In the first section, Ghisalberti focuses on four elements of Augustine’s wholly conventional formation as a Roman citizen: “Education” (Roman paideia existed to prepare the individual for public life); “Spectacles” (attendance at Roman games and entertainments served to foster the attitudes that would lead to social success); “Sex” (the Roman state connected social success with marriage to the well-heeled); and “Music” (Roman society used music to create and guide emotions that served society’s ends).  For each element, Ghisalberti cites relevant passages in Confessions and other contemporaneous writings to reveal Augustine’s longtime frustrations with the expectations of Roman society.

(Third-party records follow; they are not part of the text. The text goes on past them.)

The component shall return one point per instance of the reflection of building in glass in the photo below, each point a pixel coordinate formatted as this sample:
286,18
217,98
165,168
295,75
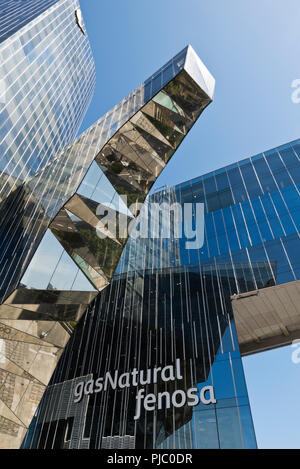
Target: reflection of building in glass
47,80
236,294
55,193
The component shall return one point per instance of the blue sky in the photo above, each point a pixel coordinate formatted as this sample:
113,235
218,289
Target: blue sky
252,49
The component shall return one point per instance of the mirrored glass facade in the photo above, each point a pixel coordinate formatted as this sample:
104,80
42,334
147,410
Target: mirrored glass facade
174,304
47,78
54,257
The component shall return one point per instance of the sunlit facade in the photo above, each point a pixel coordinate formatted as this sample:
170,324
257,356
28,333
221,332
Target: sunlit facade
54,261
47,79
235,293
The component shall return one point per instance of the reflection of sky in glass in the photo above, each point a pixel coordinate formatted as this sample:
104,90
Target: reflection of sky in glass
52,268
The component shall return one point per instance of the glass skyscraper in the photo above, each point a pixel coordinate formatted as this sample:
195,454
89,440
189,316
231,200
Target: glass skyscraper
47,78
53,259
214,281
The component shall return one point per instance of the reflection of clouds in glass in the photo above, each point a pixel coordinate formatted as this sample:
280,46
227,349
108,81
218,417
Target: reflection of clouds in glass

In the second section, Ghisalberti examines four contexts in which Augustine exerted his intellect and authority as Catholic priest and bishop and thus demonstrated in a public manner his new identity within a new society: “Exhortations,” “Sermons,” “Hermeneutics,” and “Polemics.”  The fourth context, “Polemics,” forced Augustine to realize that his transformation did not mean that the Church replaced Rome; rather, in order for the Catholic Church to confront the challenge of the Donatist controversy, Augustine came to recognize that the Church needed the state as a partner for its continued life and expansion.

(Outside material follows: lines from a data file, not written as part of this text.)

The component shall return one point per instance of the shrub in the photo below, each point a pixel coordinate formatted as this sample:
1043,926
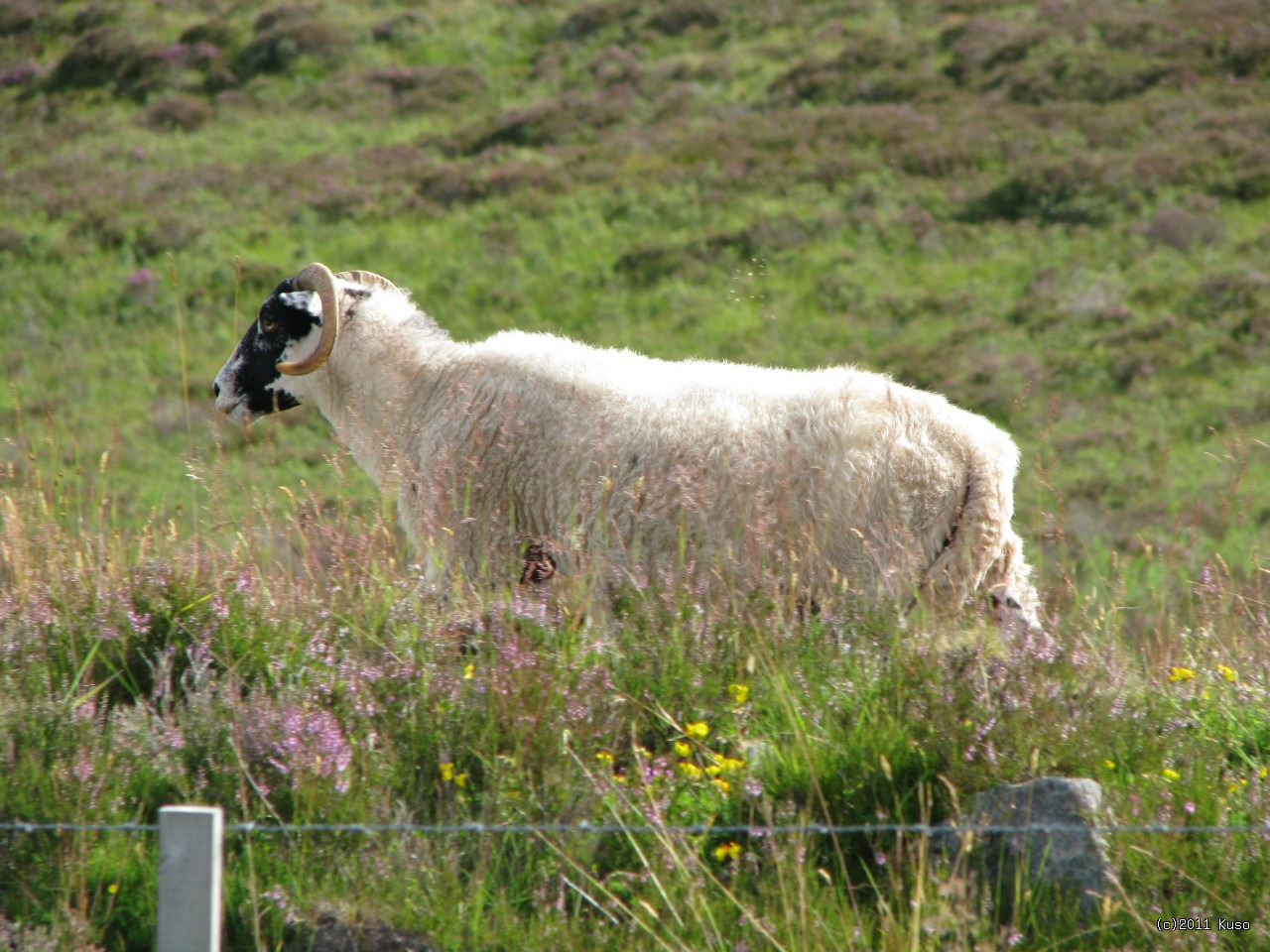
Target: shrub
1075,191
178,112
430,87
287,32
96,60
680,16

The story of Augustine is the story of a man who, throughout his youth and young adulthood, was filled with unease within the Roman society even as he succeeded in it.  But then Augustine experienced two conversions: the first one, in the few years before his appointment as bishop, involved a radical transformation of his identity and allegiances from Rome to the Church; but then, in a second conversion, Augustine had to accept that Christianity needed to coexist within Rome and not in place of Rome.

            The audience for this book is graduate-level students interested in the encounter between late Rome and early Christianity.  The book includes an extensive bibliography (mostly in English) and an index of key individuals and ideas.  The reader should be alert to the not infrequent errors in spelling and punctuation, sometimes more than one per page.